He's Not Bunting, Is He?
It was Elimination Day in baseball on Sunday … so let’s write two! We begin with the Phillies and Padres. Astros and Yankees to follow soon.
I guess we start with the bunt, right?
The late, great Joe Nuxhall used to say — at least once per baseball broadcast and often more than once — “If you swing the bat, you’re dangerous.” Those were the words that came to mind in the final inning of the San Diego-Philadelphia NLCS.
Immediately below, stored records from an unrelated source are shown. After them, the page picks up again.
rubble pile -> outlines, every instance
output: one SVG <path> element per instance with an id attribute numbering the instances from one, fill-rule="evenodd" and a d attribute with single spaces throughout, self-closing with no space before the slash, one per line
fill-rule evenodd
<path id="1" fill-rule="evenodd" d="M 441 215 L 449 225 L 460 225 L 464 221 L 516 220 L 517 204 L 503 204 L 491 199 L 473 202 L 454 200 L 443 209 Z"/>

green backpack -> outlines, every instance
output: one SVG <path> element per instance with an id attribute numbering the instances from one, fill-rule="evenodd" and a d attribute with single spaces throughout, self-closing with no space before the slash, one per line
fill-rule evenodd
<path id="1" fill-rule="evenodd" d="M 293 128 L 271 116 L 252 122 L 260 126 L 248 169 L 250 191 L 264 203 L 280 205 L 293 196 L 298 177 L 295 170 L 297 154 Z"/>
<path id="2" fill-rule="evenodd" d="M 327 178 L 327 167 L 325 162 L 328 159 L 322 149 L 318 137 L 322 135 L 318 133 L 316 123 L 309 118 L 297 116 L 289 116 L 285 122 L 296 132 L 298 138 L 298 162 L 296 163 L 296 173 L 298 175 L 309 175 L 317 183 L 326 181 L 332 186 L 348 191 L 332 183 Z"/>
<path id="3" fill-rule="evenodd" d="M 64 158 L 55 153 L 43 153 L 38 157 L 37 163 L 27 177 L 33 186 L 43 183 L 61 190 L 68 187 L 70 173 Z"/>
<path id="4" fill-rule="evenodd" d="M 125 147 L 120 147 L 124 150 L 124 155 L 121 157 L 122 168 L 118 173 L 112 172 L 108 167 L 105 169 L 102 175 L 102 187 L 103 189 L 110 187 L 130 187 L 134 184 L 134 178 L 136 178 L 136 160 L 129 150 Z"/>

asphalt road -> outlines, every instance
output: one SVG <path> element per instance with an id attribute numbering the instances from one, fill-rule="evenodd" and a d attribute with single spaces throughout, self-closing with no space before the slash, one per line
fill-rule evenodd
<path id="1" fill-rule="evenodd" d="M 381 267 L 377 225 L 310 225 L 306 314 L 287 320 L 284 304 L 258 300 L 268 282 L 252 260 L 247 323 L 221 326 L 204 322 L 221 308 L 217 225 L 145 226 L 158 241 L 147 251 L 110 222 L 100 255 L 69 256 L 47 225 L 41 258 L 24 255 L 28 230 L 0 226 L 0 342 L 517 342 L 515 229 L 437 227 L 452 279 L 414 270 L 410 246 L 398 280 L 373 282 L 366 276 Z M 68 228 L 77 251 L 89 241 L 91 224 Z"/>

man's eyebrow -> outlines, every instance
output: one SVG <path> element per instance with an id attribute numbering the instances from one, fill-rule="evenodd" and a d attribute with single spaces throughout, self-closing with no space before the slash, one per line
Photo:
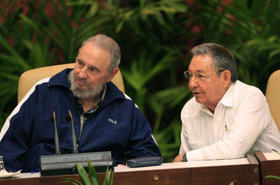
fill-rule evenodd
<path id="1" fill-rule="evenodd" d="M 191 72 L 191 73 L 204 73 L 205 71 L 202 70 L 202 69 L 198 69 L 196 71 L 191 71 L 191 70 L 188 69 L 188 72 Z"/>

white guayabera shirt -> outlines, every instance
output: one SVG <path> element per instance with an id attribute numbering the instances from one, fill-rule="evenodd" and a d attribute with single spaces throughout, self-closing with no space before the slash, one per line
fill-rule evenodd
<path id="1" fill-rule="evenodd" d="M 280 151 L 280 132 L 265 96 L 253 86 L 232 83 L 214 114 L 189 100 L 181 112 L 180 153 L 188 161 L 241 158 L 248 152 Z"/>

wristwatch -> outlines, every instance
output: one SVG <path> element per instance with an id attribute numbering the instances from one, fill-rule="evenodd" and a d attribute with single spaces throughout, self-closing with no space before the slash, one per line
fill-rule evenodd
<path id="1" fill-rule="evenodd" d="M 183 162 L 187 162 L 187 161 L 188 161 L 188 159 L 187 159 L 187 153 L 185 153 L 185 154 L 183 155 L 182 160 L 183 160 Z"/>

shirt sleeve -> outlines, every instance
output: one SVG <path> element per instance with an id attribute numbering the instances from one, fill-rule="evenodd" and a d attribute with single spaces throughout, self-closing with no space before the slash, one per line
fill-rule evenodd
<path id="1" fill-rule="evenodd" d="M 233 123 L 216 143 L 187 152 L 192 160 L 233 159 L 244 157 L 266 125 L 266 101 L 258 91 L 250 91 L 234 108 Z"/>

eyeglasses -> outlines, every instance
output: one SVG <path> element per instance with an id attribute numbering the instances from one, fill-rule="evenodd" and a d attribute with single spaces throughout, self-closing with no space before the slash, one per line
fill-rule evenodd
<path id="1" fill-rule="evenodd" d="M 221 73 L 222 71 L 224 71 L 225 69 L 221 69 L 218 71 L 218 73 Z M 196 80 L 203 82 L 206 81 L 207 78 L 213 74 L 216 74 L 217 72 L 214 73 L 210 73 L 210 74 L 203 74 L 203 73 L 191 73 L 190 71 L 184 71 L 184 76 L 185 78 L 190 81 L 192 77 L 194 77 Z"/>

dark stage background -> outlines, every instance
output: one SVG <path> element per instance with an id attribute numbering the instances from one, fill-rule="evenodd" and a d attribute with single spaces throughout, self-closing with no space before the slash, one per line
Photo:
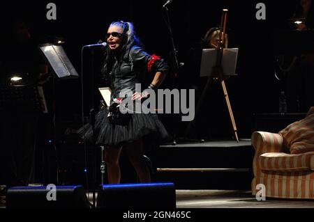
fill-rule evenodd
<path id="1" fill-rule="evenodd" d="M 274 45 L 281 40 L 274 36 L 274 31 L 287 28 L 287 19 L 292 16 L 295 8 L 293 0 L 262 1 L 267 7 L 267 19 L 257 20 L 255 6 L 260 1 L 181 0 L 173 1 L 169 8 L 179 61 L 186 64 L 189 63 L 191 47 L 210 28 L 220 23 L 222 9 L 229 9 L 229 47 L 239 48 L 237 72 L 239 76 L 227 79 L 226 83 L 238 133 L 242 138 L 251 136 L 253 113 L 278 111 L 278 97 L 283 86 L 275 79 L 273 62 Z M 46 19 L 48 2 L 1 3 L 1 43 L 6 44 L 6 40 L 10 38 L 14 19 L 22 17 L 31 24 L 31 33 L 39 42 L 47 41 L 50 36 L 62 37 L 65 40 L 63 46 L 69 58 L 81 74 L 82 47 L 104 40 L 110 23 L 124 20 L 134 23 L 149 52 L 169 58 L 170 38 L 163 19 L 165 11 L 162 6 L 165 0 L 54 1 L 57 20 L 50 21 Z M 91 90 L 88 90 L 91 74 L 90 53 L 89 51 L 84 53 L 85 116 L 90 107 Z M 96 51 L 94 55 L 96 75 L 98 73 L 100 54 L 100 52 Z M 178 77 L 169 77 L 163 87 L 194 88 L 197 89 L 197 98 L 206 80 L 199 78 L 196 70 L 184 69 Z M 51 104 L 52 102 L 49 100 L 52 96 L 51 83 L 47 84 L 45 88 L 48 102 Z M 56 90 L 57 122 L 79 122 L 82 115 L 80 81 L 57 81 Z M 203 109 L 202 122 L 197 125 L 197 132 L 201 132 L 197 136 L 231 138 L 231 126 L 221 89 L 219 86 L 214 86 L 210 91 L 207 104 Z M 160 115 L 160 118 L 172 133 L 184 134 L 186 122 L 181 122 L 178 116 Z"/>

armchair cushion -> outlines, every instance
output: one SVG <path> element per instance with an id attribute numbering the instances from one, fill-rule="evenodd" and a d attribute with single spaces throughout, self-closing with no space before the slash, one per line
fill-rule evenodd
<path id="1" fill-rule="evenodd" d="M 284 146 L 292 154 L 314 152 L 314 113 L 294 122 L 279 132 Z"/>
<path id="2" fill-rule="evenodd" d="M 299 172 L 311 171 L 314 164 L 314 152 L 290 154 L 283 152 L 268 152 L 260 157 L 262 171 Z"/>

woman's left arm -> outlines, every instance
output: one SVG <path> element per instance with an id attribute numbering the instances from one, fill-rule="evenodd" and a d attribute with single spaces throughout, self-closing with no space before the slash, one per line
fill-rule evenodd
<path id="1" fill-rule="evenodd" d="M 135 63 L 139 61 L 144 62 L 144 64 L 147 66 L 148 71 L 154 72 L 155 73 L 153 81 L 149 88 L 152 90 L 156 90 L 166 77 L 169 69 L 168 65 L 163 59 L 160 58 L 160 57 L 156 55 L 150 56 L 141 48 L 137 49 L 135 52 L 136 52 L 136 54 L 134 54 L 134 62 Z M 134 93 L 132 100 L 141 100 L 144 97 L 147 97 L 148 96 L 147 91 L 144 90 L 142 93 Z"/>

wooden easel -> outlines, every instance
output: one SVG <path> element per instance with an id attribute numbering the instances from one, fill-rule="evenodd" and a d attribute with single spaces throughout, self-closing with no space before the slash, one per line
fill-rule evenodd
<path id="1" fill-rule="evenodd" d="M 225 100 L 227 104 L 227 106 L 229 111 L 229 116 L 230 118 L 231 123 L 232 125 L 232 129 L 234 134 L 234 138 L 237 143 L 239 143 L 239 137 L 237 133 L 237 126 L 234 121 L 234 118 L 233 116 L 232 109 L 231 108 L 230 102 L 229 101 L 229 97 L 228 93 L 227 92 L 227 88 L 225 84 L 225 80 L 223 79 L 223 70 L 222 69 L 221 62 L 223 61 L 223 47 L 225 45 L 225 33 L 226 33 L 226 25 L 227 25 L 227 9 L 223 9 L 223 13 L 221 16 L 221 24 L 220 28 L 220 34 L 219 34 L 219 41 L 217 47 L 217 57 L 216 57 L 216 65 L 213 68 L 210 77 L 208 77 L 207 81 L 206 83 L 205 87 L 203 90 L 203 92 L 202 93 L 202 95 L 200 98 L 199 102 L 197 102 L 197 104 L 196 106 L 196 111 L 195 111 L 195 116 L 198 116 L 198 113 L 200 113 L 200 110 L 202 106 L 202 104 L 203 103 L 204 100 L 206 97 L 206 95 L 207 94 L 208 88 L 209 86 L 209 84 L 211 81 L 213 80 L 218 80 L 220 81 L 221 86 L 223 88 L 223 95 L 225 97 Z M 190 129 L 191 127 L 192 122 L 190 122 L 189 125 L 188 126 L 187 132 L 188 133 L 190 132 Z"/>

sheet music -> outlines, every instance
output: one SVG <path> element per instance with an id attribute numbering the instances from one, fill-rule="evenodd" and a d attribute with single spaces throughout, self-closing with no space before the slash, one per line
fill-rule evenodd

The situation was simple: Philadelphia led 4-3 after Bryce Harper hit a magnificent, opposite-field home run in the bottom of the eighth inning. The Phillies brought in 37-year-old David Robertson to close the deal and send the team to the World Series; Robertson has been a fine pitcher over his 14 years in the big leagues, but I imagine he didn’t fill Philadelphia fans with confidence.
Still, it was the lower part of the Padres’ lineup coming to the plate. Robertson began by striking out Wil Myers on what certainly looked like a gift strike-three call. That meant Brandon Drury, Ha-Seong Kim, Trent Grisham and Austin Nola were due up — combined the four had hit .229 and slugged .363. The outlook wasn’t brilliant for the Padre nine.
But Robertson was less than brilliant himself. After getting a swinging strike from Drury, he threw four straight balls to put the tying run on. He then had a seven-pitch battle with Kim that ended with a ball four that was roughly two feet out of the zone. That put the winning run on.
The Phillies called for Ranger Suárez, which sounds like something they would do on a kid’s show when the characters are stumped about how to deal with a severe problem such as how to pronounce words with the “ea” blend in the middle.
And Trent Grisham stepped to the plate for the Padres.